Я крепко зажмурилась, смутившись слез, внезапно наполнивших глаза. «Не плачь, – подумала я. – Просто забери телефон и уходи отсюда. Это была плохая идея. Телефон явно не восстановить, и там все равно не найдется ничего ценного».
– Ладно, – тихо произнесла Мона. – Извини. Я… просто телефоны – это действительно личное. Но я понимаю, что тут все по-другому, особенно с учетом того…
«Особенно с учетом того, что Анна никогда не вернется».
– …что вы были близняшками, – смущенно закончила она.
– Спасибо, – сказала я, крепко ущипнув себя за руку, чтобы сдержать слезы.
– Думаешь, у тебя получится его починить? – спросила Сара.
– Не знаю, – ответила Мона. – Я хотела бы попытаться. Но раньше никогда не имела дела с таким разбитым телефоном. На практике.
Она посмотрела на телефон. А потом тихо произнесла – так тихо, что я едва расслышала ее и даже не была уверена, что она спросила это вслух:
– Два этажа, верно?
Я кивнула.
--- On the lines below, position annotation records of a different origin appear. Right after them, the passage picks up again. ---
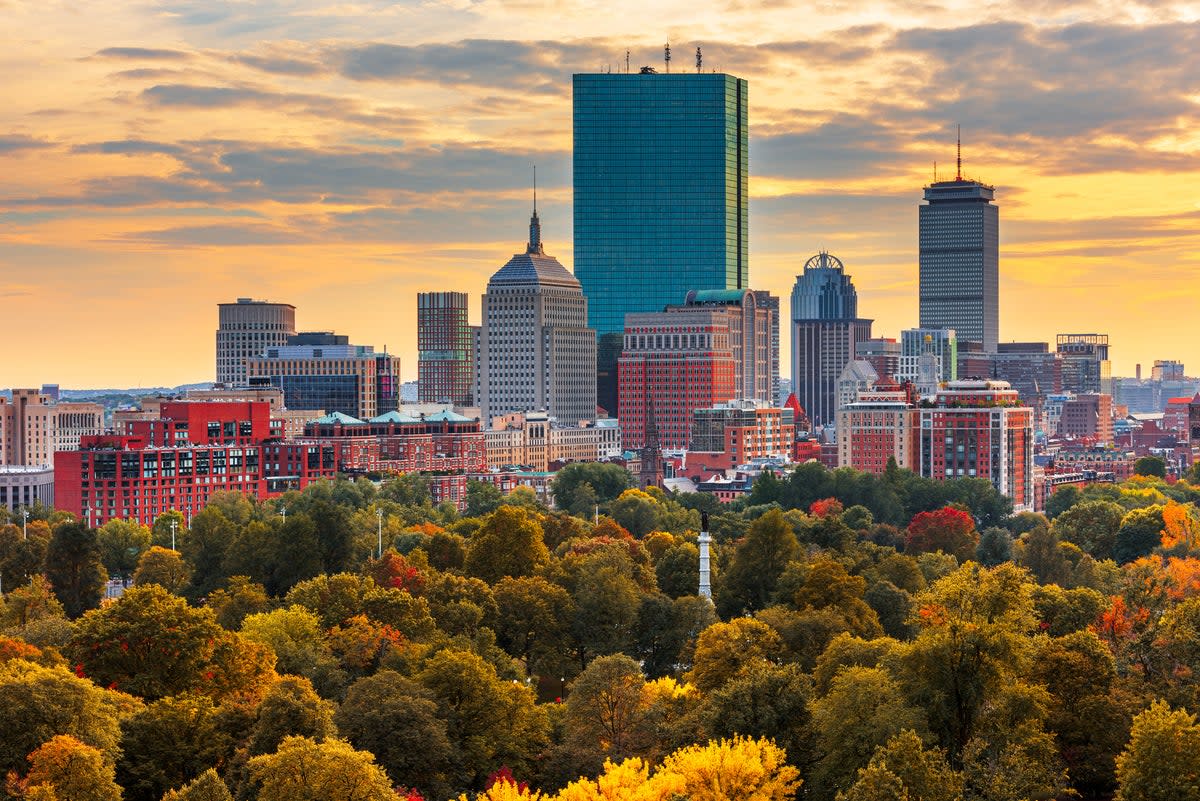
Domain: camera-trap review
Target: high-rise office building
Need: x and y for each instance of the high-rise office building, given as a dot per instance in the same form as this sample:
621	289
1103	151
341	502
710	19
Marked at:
245	330
323	371
941	343
445	366
959	244
660	196
1085	362
826	331
534	350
Два этажа и вес моей сестры-близняшки. «Вот так выглядел бы твой телефон, – подумала я, – если бы ты прыгнула». А когда я снова подняла взгляд на Мону, она осторожно водила пальцами по разбитому экрану, и мне показалось, будто она думает о том же.
Мы все с минуту помолчали. Потом Мона сжала телефон в ладони и решительно мне кивнула:
– Я ничего не могу обещать, но сделаю все, что смогу.
Она встала, убрала телефон Анны в пакетик и положила его в передний карман своего рюкзака. Телефон Сары она оставила на столе.
– Эй, а как насчет моего? – спросила Сара.
– Я передумала, – ответила Мона. – Тебе пора покупать новый.
Глава 32
Позже на той же неделе я сидела у дома мистера Мэтьюса и глядела в окно его гостиной. На тренировке по легкой атлетике он был молчаливее, чем обычно, и более рассеянным. Он сказал, что простудился, но, когда одна ученица заметила, что ему надо бы принимать витамин С, он непонимающе посмотрел на нее, а потом слабо улыбнулся и пообещал запастись апельсиновым соком.
Придя домой, он медленно повесил пальто на вешалку. Я ждала, что он пойдет на кухню, как обычно. Но вместо этого он стоял посреди комнаты, глядя в окно. Я испугалась, что он увидел меня несмотря на то, что я была осторожна, а потом заметила, как расфокусирован его взгляд. Нетвердой походкой он приблизился к дивану и уселся на него. А потом уронил голову и заплакал.
Раньше я видела плачущего мужчину только однажды – это был папа в тот день, когда умерла Анна. И это выглядело иначе: папины слезы были будто нарисованы на его застывшем лице, как капли дождя на лице статуи. Здесь все было совсем иначе. Мистер Мэтьюс полностью отдался чувствам, он плакал так, как плачешь, когда никто не видит, когда нет никаких причин сдерживаться. Жуткий плач человека, чье сердце разбито. Рыдания сотрясали его согнувшееся тело. На это было тяжело смотреть, и все-таки я словно зачарованная не могла отвести взгляд.
Я не знала, плакал ли он об Анне. В конце концов, он мог плакать по самым разным причинам: заболел кто-то из родных, кто-то дал плохой отзыв о его работе, – что угодно. Но самое странное было в том, что в этот момент я хотела, чтобы он плакал по Анне. Я хотела, чтобы он оплакивал ее. Я хотела, чтобы кто-то был влюблен в нее так сильно, что ее гибель разорвала бы его чертово сердце в клочья, чтобы боль копилась и копилась внутри изо дня в день с момента, как ее не стало. Я хотела, чтобы она удостоилась такой любви, а не просто встречалась с каким-то типом, который уже забыл о ней, который никогда не понимал, что она особенная.